My roots always play a big part on my creation process. Everything I am, from a visual and phenomenological perspective I owe it to my roots. The way I solve issues –design and life ones- the way I understand things, and that mental place where I go to find inspiration is represented by my roots, my country and its people. What I feel absolutely proud of is that I learned how to translate the spirit of Venezuela into an international language.
It seems a very challenging work. How many people work in your studio?
It is challenging, especially for a society that celebrates the uber-specificity, but I feel super grateful of being able to do successfully such a diverse and open range of projects. In the end “Tutto è progetto” [everything is a project] so me and my collaborators are open, willing and eager to erase, blur and move those discipline borders, observing carefully all the technicalities.
As a New York base designer with projects and collaborations around the world, my team is extremely flexible in terms of size, it expands and contracts according to the projects, but always embodied by collaborators with that organic way of understand design.
I have multiple characters that had and still are influencing my career, from a very romantic perspective Munari and Ponti had played an important part thanks to their capability to extrapolate design to multiple scenarios and do it successfully, all with a very thoughtful and playful process. Artists like Alexander Calder, Brancusi, or the Venezuelans Magdalena Fernandez and Miguel Arroyo, all with a clear approach to space, shapes and color. Of course there are my teachers at the university that allowed me to experiment with sensual shapes, and weird concepts on a context extremely influenced by the Bauhaus. But overall, I owe everything to my both grandfathers, they taught me to laugh, to find fun on everything and to express it loudly, they are my real masters.

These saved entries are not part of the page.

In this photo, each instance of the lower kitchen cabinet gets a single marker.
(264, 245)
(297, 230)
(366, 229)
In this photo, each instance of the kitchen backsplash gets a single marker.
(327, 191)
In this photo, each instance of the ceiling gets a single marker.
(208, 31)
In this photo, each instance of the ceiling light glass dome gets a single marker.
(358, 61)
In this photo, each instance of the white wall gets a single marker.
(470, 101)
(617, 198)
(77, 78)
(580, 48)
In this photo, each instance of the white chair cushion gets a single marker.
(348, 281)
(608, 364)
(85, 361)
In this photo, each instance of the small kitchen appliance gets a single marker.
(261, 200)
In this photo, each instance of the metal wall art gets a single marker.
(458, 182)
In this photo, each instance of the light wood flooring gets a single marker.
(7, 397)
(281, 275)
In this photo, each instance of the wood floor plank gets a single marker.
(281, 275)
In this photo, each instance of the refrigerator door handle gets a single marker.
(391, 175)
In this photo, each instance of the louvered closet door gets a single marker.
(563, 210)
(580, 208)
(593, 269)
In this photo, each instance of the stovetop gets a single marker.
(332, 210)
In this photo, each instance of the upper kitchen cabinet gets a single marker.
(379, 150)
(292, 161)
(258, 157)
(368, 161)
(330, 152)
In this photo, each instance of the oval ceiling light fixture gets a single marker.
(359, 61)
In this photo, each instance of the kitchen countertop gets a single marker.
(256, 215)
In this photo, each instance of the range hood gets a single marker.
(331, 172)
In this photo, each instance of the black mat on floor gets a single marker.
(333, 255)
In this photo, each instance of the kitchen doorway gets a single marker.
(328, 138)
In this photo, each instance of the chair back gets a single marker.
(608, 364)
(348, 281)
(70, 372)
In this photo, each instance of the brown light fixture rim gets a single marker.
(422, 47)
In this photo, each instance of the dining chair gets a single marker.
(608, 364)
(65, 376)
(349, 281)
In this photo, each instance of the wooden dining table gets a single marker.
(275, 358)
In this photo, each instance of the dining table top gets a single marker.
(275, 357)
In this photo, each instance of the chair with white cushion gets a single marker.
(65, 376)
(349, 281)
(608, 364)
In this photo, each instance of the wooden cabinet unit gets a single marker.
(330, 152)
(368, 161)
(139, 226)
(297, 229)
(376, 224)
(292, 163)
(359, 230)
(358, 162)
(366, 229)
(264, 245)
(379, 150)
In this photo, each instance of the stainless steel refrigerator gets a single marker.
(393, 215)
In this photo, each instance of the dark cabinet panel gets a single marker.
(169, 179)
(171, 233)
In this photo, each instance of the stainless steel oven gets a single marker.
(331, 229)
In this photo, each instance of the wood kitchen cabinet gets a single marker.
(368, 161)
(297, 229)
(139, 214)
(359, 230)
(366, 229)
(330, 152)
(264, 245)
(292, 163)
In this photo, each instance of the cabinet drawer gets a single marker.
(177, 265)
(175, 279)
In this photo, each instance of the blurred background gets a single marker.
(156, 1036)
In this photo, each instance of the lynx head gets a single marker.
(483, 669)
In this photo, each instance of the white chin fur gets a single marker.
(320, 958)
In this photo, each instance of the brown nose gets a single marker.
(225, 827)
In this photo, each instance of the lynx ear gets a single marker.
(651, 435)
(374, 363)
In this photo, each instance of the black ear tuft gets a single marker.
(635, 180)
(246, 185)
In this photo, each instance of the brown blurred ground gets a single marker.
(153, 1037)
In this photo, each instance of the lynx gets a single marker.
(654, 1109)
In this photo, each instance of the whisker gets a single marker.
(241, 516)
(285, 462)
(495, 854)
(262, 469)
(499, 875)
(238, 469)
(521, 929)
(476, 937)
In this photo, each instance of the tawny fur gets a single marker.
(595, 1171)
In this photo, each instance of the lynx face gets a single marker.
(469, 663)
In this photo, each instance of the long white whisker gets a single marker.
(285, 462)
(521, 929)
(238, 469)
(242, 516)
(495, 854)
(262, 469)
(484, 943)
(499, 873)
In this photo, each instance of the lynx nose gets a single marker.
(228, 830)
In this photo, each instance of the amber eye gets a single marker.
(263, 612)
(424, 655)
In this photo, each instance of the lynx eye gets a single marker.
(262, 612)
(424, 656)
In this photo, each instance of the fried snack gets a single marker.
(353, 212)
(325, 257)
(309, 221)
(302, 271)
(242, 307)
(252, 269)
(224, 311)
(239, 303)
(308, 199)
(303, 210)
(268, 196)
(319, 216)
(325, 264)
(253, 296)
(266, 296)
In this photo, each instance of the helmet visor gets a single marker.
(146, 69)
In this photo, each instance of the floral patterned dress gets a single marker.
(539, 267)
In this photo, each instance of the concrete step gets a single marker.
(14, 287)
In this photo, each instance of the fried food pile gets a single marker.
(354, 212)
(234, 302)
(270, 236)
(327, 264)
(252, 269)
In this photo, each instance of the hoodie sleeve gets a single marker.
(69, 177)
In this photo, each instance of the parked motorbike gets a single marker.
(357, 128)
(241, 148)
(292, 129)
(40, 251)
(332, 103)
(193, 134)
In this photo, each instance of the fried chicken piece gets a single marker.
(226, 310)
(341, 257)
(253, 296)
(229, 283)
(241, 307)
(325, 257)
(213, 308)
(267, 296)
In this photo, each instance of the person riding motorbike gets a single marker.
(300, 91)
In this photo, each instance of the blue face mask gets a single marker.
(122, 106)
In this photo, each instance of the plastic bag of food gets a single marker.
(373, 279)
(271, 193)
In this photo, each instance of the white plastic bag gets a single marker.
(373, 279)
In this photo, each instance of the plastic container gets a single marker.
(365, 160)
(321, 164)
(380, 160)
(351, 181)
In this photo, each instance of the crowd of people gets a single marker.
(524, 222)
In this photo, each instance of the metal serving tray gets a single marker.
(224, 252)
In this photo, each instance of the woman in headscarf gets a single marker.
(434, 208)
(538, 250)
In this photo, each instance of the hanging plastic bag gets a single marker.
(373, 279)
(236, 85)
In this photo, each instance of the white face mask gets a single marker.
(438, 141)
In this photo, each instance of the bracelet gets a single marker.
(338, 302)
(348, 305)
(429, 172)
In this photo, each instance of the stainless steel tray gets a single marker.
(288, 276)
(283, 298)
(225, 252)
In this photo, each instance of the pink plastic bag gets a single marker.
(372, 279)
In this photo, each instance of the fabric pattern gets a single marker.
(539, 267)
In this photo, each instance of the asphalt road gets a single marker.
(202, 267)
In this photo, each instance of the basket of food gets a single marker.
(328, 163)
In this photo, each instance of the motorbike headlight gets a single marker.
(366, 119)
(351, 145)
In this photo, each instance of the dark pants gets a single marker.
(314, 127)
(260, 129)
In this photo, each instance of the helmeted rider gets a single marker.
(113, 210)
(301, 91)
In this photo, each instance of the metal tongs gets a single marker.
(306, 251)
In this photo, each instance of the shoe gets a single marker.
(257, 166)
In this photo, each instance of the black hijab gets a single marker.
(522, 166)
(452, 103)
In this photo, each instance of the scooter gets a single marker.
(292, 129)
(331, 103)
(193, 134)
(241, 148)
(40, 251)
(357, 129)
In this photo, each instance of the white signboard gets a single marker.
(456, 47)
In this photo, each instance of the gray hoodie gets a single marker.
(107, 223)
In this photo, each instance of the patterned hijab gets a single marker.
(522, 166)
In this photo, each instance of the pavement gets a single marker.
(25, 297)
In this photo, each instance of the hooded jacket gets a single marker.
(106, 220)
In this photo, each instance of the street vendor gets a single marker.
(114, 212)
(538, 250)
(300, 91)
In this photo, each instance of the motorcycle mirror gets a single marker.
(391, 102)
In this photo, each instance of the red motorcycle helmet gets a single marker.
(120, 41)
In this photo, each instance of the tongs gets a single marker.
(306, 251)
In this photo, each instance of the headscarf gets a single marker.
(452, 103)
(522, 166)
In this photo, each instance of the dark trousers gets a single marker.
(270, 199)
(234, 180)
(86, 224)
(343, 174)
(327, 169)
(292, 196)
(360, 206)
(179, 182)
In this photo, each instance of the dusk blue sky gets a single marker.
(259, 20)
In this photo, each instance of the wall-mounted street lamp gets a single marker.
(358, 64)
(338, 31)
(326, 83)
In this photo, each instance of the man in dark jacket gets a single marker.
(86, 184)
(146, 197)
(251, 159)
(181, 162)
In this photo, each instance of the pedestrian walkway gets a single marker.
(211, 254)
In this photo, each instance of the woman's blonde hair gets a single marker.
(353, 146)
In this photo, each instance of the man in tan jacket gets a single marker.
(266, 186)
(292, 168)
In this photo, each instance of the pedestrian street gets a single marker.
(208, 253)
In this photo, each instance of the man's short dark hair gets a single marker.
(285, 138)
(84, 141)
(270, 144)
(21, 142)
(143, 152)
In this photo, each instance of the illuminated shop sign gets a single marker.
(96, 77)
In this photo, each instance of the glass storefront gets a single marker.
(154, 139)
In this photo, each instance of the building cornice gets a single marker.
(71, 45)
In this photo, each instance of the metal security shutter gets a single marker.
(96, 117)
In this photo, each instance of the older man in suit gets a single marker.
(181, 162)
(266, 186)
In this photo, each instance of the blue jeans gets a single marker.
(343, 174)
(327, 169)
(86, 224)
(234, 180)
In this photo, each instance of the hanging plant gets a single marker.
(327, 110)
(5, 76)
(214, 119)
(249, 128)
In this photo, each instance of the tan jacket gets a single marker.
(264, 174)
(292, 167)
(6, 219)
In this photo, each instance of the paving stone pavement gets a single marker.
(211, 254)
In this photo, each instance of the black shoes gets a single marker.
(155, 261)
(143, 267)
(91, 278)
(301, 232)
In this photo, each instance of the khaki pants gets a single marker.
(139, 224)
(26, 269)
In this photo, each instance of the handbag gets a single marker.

I’m in a constant learning curve, so until now, what I’m totally certain and would like to transmit to new generation of designers is that 1st: inertia never generates energy! Being freeze by overthinking is the worst thing that could happen to a designer, so keep going and move forward. The 2nd would be: Wrong is Great! Mistakes are a great way to reveal new paths to expand design and creation, you just need to embrace it without negative judgment.